Exactly one of those three assumptions must be true.
Every person can work out their own hat colour given their assumption, so the group whose assumption is true will give all correct guesses. The other groups will all guess wrongly (and the person left over might guess wrong too).
So there are guaranteed to be 333 correct guesses.
This is optimal for the same reason as the two-colour version.

Edit 2:

As @Acccumulation pointed out in a comment, in practice it is much easier to split the 1000 people into smaller groups, each of which then apply the solution strategy outlined above. That way they only need to look at the hats in their own small group instead of at all the hats.

So for two colours we have 500 pairs of people, and in each pair one assumes their hats will be the same colour (i.e. that there are an even number of black hats), the other that their hats will be different (i.e. an odd number of black hats).
Similarly, with three colours of hats there could be 333 groups of three people, each person in a group using a different assumption w.r.t. the sum of their trio's hat colours modulo 3.

Answer 2

First, I'd note three things:

1. The usual solution to the hat puzzle cannot be used, since the guesses must be made simultaneously, meaning nobody could pass on any information to the other players their guess.
2. With only a minute to count 1000 hats, you wouldn't have enough time to work out a definite answer by elimination, even assuming you knew the totals in advance.
3. You would have enough time to count a fairly large sample which, if selected sufficiently at random, ought to give you a fairly accurate estimate of the overall populations.

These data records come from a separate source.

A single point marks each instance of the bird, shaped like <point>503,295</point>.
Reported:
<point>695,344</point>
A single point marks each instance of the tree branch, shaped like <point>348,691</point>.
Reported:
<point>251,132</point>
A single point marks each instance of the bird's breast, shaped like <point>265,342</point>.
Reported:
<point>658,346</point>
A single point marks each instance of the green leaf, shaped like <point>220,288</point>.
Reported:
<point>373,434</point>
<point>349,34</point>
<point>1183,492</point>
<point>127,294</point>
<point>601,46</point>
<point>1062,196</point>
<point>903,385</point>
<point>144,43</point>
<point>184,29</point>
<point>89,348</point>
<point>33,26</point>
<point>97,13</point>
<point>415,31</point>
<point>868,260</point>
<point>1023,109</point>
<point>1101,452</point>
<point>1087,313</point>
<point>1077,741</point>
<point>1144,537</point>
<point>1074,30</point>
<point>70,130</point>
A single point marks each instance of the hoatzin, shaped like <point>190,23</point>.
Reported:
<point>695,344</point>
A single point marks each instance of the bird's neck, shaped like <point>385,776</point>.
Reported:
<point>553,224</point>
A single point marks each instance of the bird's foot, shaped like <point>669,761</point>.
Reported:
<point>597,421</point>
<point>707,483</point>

Hopefully, being logicians, they'd know how to do this.

Bearing that in mind, my strategy would be:

They could all give the answer as the hat they can see the most of. That way, in aggregate, they'll at least beat random guesswork. For instance if there are 600 black hats and 400 white ones, they'll be correct 60% of the time rather than just 50%, with the accuracy rising to nearly 100% if there's a high proportion of one over the other.

The worst case is when it's 500 of each, where everyone will see slightly more of the hat that isn't their own. However, its unlikely that everyone could count to such accuracy so the results should still be about as good as guesswork in that limit.

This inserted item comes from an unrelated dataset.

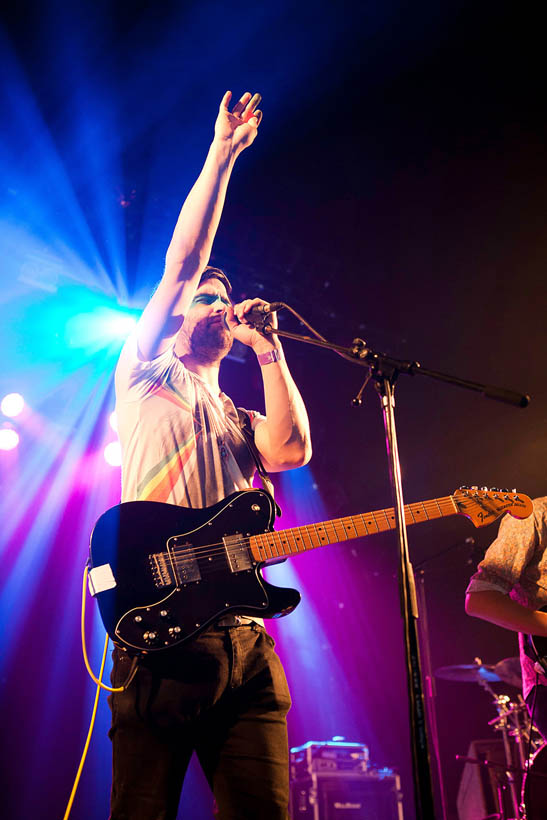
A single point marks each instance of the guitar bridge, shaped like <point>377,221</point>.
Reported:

The strategy remains the same if there are more kinds of hat added; just keep going with the one that has the highest count.

Answer 3

Assuming:

The colour of each hat is picked randomly from the available colours with equal chance of it being either colour (e.g. 50% for 2, and 33.3% for 3 different colours).

Then:

Once they've counted the total of hats of each colour on all other heads, then there is a higher chance of them having the colour that has the least amount.
E.g if there are 499 white and 500 black, then they are more likely to have a white hat.
In the case of the 3 colours this breaks down if the total is exactly 333 in each direction, as one colour will need 334 to round it up, but if the outcome is not actually evenly spread (e.g 331, 333, 335) then the strategy still holds for being one of the lowest counted colours.

However:

I believe this falls into the common misconception that if you have flipped 10 coins in a row and they've all been heads, then the next one has a higher chance of being tails. Which is obviously wrong as it will continue to be a 1 in 2 chance.
In this case, the chance of your hat being a specific colour is still that 1 in 2 or 1 in 3, despite what everything else is.

Therefore:

I believe there is no such strategy that can maximise this, given my assumption.